The world-building is excellent. It has nice touches including, for instance, genuine thought given to the issues of communicating across vast distances (though there is still implicit faster-than-light travel, just not so fast that all distances become trivial), distributed intelligence (both natural and artificial) and interesting thoughts about the nature of empire while working hard not to be simply an analogy for, say, the Roman Empire. Then there are the pronouns. Breq, when thinking in her native language, thinks of everyone as `she' because the Radch civilisation is uninterested in gender. The constant reminder that all these character are largely androgynous in appearance is surprisingly disorienting and makes the civilisation seem genuinely different. I don't think its an effect that could have been achieved by using `he' as the default pronoun. I liked it, once I had go used to it. I thought it was a clever idea and a nice use of prose to convey world detail.

Obviously, I'm always a bit of a sucker for good world-building but there is a genuinely gripping story here, even without all the details. I wanted to know why Breq was on the quest she was and I wanted to know how it would work out. The only weakness, I would say, is that it is a massive coincidence that Breq happens to stumble across Seivarden when she does. I know it is generally felt that stories can get away with one massive coincidence and the world building is at least constructed so that Breq and Seivarden consider the coincidence to be a manifestation of fate, rather than something completely random but I'd have liked there to be a more coherent reason for Seivarden to wind up where he/she did.
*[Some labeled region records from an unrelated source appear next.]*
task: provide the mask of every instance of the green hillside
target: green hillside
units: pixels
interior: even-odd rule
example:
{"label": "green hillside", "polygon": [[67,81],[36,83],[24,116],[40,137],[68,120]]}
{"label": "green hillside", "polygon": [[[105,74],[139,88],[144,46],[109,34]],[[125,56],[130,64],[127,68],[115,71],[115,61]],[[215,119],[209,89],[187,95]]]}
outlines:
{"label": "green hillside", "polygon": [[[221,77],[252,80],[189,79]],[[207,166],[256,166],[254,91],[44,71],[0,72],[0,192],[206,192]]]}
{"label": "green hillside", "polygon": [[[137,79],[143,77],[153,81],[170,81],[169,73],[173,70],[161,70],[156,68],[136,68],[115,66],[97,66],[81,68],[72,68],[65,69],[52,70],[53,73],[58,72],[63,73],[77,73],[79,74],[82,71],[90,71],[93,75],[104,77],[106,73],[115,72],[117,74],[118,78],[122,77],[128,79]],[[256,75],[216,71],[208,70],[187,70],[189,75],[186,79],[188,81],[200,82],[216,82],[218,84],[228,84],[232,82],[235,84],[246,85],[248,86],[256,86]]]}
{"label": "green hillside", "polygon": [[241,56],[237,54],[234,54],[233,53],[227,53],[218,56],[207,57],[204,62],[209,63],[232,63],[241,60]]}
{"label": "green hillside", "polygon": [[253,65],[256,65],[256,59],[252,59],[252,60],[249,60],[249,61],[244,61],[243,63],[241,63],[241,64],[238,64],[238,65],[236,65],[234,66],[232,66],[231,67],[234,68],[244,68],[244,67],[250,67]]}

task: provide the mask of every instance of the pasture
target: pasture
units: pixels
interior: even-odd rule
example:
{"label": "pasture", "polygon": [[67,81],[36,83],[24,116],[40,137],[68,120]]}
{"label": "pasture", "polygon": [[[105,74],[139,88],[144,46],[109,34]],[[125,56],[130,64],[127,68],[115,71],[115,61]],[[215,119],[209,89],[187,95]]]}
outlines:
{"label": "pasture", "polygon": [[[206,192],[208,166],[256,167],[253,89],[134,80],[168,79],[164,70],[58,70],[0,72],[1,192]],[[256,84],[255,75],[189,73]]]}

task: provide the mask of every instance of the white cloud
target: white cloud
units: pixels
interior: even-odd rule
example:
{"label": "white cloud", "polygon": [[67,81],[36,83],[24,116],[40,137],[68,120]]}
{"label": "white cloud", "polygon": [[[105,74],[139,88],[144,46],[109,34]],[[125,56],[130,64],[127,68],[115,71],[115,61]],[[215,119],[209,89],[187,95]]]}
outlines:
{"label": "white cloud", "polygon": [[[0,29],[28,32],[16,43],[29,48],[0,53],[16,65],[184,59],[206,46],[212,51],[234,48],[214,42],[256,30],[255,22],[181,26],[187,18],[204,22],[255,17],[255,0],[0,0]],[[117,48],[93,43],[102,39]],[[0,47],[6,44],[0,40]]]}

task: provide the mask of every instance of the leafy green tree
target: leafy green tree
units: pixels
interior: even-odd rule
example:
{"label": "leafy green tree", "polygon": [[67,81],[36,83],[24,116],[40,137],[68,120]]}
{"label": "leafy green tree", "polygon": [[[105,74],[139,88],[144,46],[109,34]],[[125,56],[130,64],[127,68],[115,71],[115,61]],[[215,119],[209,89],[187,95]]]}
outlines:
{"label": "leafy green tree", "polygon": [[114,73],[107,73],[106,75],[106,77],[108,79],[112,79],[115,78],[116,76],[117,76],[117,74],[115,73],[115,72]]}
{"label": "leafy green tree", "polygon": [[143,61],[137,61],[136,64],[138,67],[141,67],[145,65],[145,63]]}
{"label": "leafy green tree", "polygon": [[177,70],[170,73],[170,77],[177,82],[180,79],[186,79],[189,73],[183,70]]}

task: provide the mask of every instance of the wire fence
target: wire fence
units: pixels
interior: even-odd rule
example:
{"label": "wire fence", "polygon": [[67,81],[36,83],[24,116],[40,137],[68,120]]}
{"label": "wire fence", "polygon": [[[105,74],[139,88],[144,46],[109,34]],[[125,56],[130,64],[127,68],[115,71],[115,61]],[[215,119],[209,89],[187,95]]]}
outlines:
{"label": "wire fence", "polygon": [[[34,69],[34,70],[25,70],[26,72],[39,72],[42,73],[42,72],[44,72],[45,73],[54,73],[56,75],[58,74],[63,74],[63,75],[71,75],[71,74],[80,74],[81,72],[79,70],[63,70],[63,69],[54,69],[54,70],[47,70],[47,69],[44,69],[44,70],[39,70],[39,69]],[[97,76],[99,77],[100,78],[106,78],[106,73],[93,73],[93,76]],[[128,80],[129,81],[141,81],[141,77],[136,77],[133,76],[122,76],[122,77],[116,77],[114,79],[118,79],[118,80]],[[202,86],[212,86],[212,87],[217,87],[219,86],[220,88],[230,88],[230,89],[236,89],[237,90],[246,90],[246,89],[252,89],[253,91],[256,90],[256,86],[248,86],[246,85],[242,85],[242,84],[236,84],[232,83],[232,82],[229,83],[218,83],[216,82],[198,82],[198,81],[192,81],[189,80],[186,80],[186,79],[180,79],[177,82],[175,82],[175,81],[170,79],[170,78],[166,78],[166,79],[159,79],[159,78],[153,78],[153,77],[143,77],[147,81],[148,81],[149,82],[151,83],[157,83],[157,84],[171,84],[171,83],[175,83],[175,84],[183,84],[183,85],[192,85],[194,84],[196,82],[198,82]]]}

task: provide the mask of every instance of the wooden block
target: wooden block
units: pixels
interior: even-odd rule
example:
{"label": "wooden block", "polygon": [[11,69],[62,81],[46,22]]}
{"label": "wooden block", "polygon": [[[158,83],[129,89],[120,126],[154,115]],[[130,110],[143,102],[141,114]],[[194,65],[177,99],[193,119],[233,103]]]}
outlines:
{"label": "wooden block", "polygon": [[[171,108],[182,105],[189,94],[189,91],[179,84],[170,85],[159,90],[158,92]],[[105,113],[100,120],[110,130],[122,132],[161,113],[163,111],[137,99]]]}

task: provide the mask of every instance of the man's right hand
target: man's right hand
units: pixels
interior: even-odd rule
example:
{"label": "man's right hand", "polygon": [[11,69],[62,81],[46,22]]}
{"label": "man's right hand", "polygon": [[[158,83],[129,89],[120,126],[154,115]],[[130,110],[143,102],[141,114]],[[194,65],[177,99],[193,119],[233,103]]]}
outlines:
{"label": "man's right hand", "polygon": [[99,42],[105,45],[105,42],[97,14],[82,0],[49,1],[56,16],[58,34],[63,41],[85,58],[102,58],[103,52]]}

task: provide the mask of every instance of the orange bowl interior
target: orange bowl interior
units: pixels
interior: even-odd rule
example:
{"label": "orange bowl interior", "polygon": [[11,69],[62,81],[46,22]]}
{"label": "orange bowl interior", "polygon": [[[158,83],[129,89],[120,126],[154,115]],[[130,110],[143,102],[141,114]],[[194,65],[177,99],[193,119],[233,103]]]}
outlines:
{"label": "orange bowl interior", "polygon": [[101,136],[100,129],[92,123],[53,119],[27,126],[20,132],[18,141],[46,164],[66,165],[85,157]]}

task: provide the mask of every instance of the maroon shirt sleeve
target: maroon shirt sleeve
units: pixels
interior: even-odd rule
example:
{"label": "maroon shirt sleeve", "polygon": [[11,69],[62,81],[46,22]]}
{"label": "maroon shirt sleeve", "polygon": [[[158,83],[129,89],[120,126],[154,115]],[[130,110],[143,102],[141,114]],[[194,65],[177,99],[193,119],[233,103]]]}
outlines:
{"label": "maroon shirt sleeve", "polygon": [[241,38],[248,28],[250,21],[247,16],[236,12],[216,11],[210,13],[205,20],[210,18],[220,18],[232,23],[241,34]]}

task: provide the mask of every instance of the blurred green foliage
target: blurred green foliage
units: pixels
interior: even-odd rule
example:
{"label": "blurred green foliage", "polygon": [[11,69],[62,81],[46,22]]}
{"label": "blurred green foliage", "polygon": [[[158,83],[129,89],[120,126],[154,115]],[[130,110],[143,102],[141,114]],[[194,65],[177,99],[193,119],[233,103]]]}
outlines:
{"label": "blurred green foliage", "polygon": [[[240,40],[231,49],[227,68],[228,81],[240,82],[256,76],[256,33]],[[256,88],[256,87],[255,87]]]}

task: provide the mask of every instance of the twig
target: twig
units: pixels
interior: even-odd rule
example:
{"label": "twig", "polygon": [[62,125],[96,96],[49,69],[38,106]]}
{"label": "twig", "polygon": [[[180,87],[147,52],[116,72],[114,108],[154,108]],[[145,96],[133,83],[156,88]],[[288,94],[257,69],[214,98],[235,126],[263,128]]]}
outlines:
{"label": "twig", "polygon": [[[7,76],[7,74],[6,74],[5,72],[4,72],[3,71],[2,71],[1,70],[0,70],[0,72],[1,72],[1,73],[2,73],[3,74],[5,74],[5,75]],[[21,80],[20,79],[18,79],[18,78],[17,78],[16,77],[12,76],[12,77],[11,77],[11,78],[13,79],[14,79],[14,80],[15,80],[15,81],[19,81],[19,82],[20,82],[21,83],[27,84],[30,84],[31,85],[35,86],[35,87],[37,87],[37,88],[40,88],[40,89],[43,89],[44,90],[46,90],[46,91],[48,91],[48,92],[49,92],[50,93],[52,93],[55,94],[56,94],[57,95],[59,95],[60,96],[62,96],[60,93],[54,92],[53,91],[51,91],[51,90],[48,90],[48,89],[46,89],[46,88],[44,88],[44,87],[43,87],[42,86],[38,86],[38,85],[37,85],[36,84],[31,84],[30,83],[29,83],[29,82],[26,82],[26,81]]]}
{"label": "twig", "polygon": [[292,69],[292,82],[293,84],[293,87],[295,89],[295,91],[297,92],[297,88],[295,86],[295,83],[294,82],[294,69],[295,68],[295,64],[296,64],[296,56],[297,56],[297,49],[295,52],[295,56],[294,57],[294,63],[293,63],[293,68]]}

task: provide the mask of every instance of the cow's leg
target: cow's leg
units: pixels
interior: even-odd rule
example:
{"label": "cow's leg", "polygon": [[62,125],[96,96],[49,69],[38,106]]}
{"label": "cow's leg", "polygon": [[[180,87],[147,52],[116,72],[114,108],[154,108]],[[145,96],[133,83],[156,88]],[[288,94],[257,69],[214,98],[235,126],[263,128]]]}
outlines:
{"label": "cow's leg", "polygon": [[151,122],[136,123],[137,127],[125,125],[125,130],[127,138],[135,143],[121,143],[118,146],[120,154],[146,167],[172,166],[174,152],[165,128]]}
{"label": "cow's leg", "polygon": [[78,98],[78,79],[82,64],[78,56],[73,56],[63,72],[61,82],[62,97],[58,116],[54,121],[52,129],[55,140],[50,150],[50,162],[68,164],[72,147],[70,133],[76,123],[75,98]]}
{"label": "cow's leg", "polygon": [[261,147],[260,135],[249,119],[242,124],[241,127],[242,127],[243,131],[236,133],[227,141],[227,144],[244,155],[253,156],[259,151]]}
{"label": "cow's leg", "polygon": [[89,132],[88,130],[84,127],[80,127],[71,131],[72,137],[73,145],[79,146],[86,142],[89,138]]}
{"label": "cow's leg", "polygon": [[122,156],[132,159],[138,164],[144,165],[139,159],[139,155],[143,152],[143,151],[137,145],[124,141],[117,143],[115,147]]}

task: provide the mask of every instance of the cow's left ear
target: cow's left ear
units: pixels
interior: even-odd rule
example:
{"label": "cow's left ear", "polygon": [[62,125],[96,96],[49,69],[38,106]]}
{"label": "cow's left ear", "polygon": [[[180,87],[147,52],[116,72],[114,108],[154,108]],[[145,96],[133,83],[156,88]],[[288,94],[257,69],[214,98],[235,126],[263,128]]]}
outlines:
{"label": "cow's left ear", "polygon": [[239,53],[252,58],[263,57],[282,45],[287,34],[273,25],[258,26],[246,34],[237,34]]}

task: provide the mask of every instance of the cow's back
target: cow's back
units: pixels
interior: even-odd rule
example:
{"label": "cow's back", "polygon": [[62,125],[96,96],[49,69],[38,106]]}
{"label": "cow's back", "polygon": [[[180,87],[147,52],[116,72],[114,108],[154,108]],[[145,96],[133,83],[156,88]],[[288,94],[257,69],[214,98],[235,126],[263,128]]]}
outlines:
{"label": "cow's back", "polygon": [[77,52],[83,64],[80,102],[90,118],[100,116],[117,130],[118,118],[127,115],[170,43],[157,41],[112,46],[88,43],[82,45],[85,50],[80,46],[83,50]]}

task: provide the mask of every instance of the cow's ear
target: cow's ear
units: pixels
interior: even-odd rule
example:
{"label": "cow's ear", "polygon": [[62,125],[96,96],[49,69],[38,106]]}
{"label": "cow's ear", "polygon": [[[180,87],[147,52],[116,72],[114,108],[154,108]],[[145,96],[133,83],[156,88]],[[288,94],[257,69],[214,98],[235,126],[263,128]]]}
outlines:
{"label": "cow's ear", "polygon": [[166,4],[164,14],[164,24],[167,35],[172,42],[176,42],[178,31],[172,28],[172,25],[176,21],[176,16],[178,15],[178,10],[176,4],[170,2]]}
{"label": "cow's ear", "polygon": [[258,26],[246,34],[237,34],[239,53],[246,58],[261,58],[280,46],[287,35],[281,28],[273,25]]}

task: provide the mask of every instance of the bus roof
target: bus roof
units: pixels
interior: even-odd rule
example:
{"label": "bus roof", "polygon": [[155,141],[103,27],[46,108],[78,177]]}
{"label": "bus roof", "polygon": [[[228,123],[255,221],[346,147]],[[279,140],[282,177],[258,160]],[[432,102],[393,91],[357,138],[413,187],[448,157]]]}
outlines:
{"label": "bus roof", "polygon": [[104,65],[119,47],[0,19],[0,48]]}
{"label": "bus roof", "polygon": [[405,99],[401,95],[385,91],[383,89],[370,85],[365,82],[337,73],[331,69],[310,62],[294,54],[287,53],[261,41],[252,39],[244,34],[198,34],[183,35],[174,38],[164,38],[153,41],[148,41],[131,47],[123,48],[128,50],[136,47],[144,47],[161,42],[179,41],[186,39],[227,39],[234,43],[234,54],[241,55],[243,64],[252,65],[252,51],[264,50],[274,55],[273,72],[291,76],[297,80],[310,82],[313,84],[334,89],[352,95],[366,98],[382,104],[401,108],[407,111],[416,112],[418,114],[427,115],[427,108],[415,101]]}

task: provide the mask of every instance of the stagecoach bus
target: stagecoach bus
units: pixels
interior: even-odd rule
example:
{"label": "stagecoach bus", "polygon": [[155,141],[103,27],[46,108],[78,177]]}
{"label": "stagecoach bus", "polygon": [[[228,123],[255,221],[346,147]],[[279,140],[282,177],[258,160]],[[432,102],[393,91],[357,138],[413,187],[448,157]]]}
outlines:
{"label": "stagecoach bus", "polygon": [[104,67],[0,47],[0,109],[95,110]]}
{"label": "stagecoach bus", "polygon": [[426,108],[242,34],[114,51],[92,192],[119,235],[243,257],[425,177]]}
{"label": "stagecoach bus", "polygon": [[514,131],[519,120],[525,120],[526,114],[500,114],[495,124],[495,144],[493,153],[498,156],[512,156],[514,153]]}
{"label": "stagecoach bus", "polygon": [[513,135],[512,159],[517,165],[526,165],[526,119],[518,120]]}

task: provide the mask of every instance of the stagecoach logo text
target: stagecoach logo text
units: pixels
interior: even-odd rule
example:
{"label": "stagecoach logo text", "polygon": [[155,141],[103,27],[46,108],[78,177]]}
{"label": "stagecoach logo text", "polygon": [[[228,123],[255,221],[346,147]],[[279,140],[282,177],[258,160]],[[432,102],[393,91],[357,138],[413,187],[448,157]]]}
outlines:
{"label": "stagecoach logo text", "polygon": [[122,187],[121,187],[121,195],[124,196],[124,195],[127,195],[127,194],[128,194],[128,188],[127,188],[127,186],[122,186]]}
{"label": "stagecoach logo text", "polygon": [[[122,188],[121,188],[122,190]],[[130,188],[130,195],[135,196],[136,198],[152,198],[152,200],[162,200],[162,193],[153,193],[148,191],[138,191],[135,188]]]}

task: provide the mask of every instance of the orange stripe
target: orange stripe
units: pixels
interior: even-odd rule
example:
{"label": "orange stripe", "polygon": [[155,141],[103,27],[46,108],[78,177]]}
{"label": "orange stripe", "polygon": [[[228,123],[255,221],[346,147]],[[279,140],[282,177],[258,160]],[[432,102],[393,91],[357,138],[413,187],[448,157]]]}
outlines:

There are sequels and, as with a distressing amount of my recent reading, they have gone on my Amazon wish list. I must try to get more stand alone novels on my to read pile.

* If you don't know about the current brouhaha surrounding the Hugos then I wouldn't recommend looking into it unless you feel sufficiently divorced from written SF, social justice arguments and authorial egos of various stripes to enjoy it for the popcorn-munching value. It must be said that last year it had extremely high popcorn value, but less this year I think, since most of the arguments are the same as last year and are just repeating themselves. On the other hand, this year, with the appearance of Chuck Tingle** on the ballot, one could argue it has achieved some kind of bizarre performance art status in its own right.

** TBH, if I thought high concept comedy gay dinosaur erotica was remotely my sort of thing I would be checking out Chuck Tingle because the way I've seen his body of work described makes it sound rather wonderful, but I suspect I would have to skim an awful lot of porn to get to the interesting bits. At the moment my plan is to get [livejournal.com profile] fredbassett to read it for me.